Their first attack on Li Tung and his bodyguards (with the girls hidden inside plaster lions in front of a temple!) is another flop, and the lady ninjas barely escape (again!) with their lives. They’ll have to think strategically: they study each of Li Tung’s bodyguards to strike at their weaknesses and take them down individually. Noteworthy fights include Wu Shiau taking on a female tae kwan do expert in an oil-filled ring (again, the ’80s) and another against a tribesman who fights with a razor-edged boomerang and spiderweb-like net. (And yes, one of the bodyguards is killed in a brothel as one of the ninjas takes the regular girl’s place.) It’s all pretty bonkers, and not everything is as it seems, but they save Li Tung’s most dangerous henchman, a Japanese swordsman named Yamamoto with ritual tattoos on his forehead and eyebrows, for last.

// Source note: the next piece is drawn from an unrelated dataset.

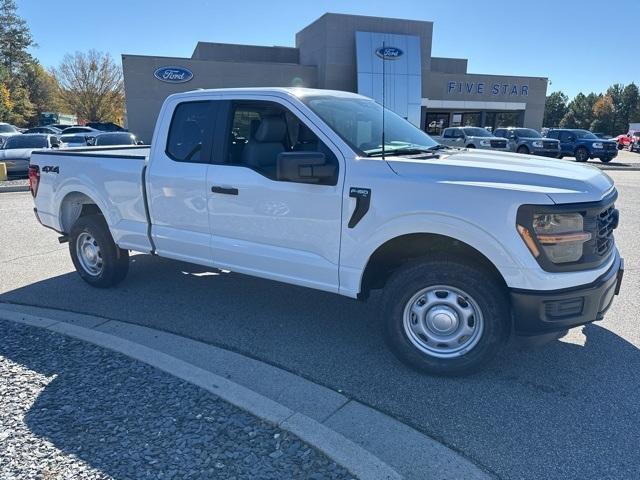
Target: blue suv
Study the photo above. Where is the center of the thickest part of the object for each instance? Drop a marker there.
(583, 145)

Afterword: When discussing Ninja Assassin last week, I mentioned the frequency with which CGI-enhanced fight scenes were compared to video games. There’s no mistaking anything in this circa 1983 production for a computer more sophisticated than a video effects processor, but in its own way it does remind me of the games of the time. There’s the procession from one boss to the next, leading up to the final confrontation, of course; and as mentioned, the effects that send fighters leaping through the air are sometimes primitive, but the result is quaintly analog. Beyond that, the number and frequency of odd weapons flying around that Wu Shiau has to avoid while fighting (like the aforementioned boomerang; there’s also an odd moment when she later faces off against her old classmate Koroda and he sends chains hovering through the air at her) are visually reminiscent of the busy, moving obstacle-filled screens in games like Ninja Gaiden or Castlevania. In some cases the sheer abstraction of the visuals takes me back to the Atari 2600 or NES: is that black square a platform or a hole? Is that moving bar of color a searchlight or a deadly laser beam? I picked up this ninja medallion at the beginning of the game–if I attach it to someone, will they explode? Is that how I win? Only one way to find out!